Fig. 5 shows the accuracy of our scheme, traditional AFL and traditional FL in the presence of bad node. From the figure one can see that the accuracy of our scheme remains at a good level and gradually increases and finally reaches stability. This indicates that our scheme can effectively remove the bad node in the model training. Since traditional AFL and FL do not have the function of selecting the vehicles, their accuracy are seriously affected by the bad node, resulting in large fluctuations.

Fig. 6 shows the accuracy of our scheme and traditional AFL and FL after the vehicle selection. From the figure one can see that the accuracy of all schemes are increasing when the number of step increases and finally become stable. However, our scheme has the highest accuracy among them. This is because our scheme considers the impact of local training delay and transmission delay of vehicles in global model updating.

Fig. 7 depicts the training delay of our scheme compared to the FL as the global round (i.e., step) increases. It shows the delay of FL remains to be high while our scheme keeps a small delay. This is because FL only starts updating the global model when all local models of selected vehicles are received, whereas in our scheme, RSU is updated every time when it receives a local model uploaded from a vehicle. At the same time, we can observe that the delay of our scheme appears to rise at first and then fall and rise again. This is because the proposed scheme selects four vehicles to update the global model one by one. At the same time, owning to the large local computing delay of the vehicles compared to the transmission delay, the local computing delay of the vehicle dominates. In this case, since the vehicle that finishes the earliest local training will update the global model first, the training delay gradually increases. When the four vehicles all update the global model, the vehicles will repeat the above global model updating until reaches the maximum number of step.

Fig. 8 depicts the accuracy of our scheme and traditional AFL with selected vehicles under different value of $\beta$. It shows when $\beta$ is small, the accuracy of the model keeps relatively high. In contrast, when $\beta$ gradually increases, the accuracy of global model gradually decreases.
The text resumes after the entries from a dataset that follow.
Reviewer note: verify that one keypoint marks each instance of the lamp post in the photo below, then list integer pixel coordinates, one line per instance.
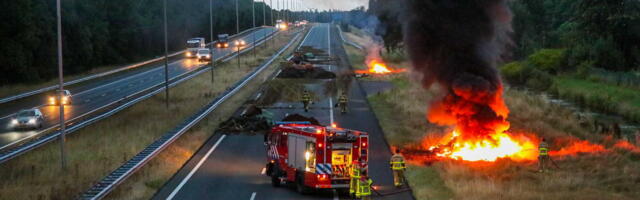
(61, 87)
(211, 48)
(253, 13)
(166, 59)
(237, 32)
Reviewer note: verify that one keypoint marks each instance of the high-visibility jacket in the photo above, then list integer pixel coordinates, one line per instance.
(355, 171)
(306, 97)
(543, 148)
(343, 99)
(364, 188)
(397, 162)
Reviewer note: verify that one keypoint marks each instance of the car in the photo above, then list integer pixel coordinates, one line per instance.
(203, 54)
(240, 43)
(66, 98)
(29, 118)
(223, 41)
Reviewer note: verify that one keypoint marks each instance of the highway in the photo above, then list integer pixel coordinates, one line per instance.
(92, 95)
(232, 166)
This is because when $\beta$ is relatively large, the weight of the local model is much small, thus the update of the global model mainly depends on the previous hyperparameter values of global model, which decreases the influence and contribution of new local model of all vehicles, so it has a significant impact on the accuracy of global model. At the same time, the accuracy of our scheme is better than that of AFL. This is because our scheme has considered the influence of local computing delay and transmission delay of vehicles.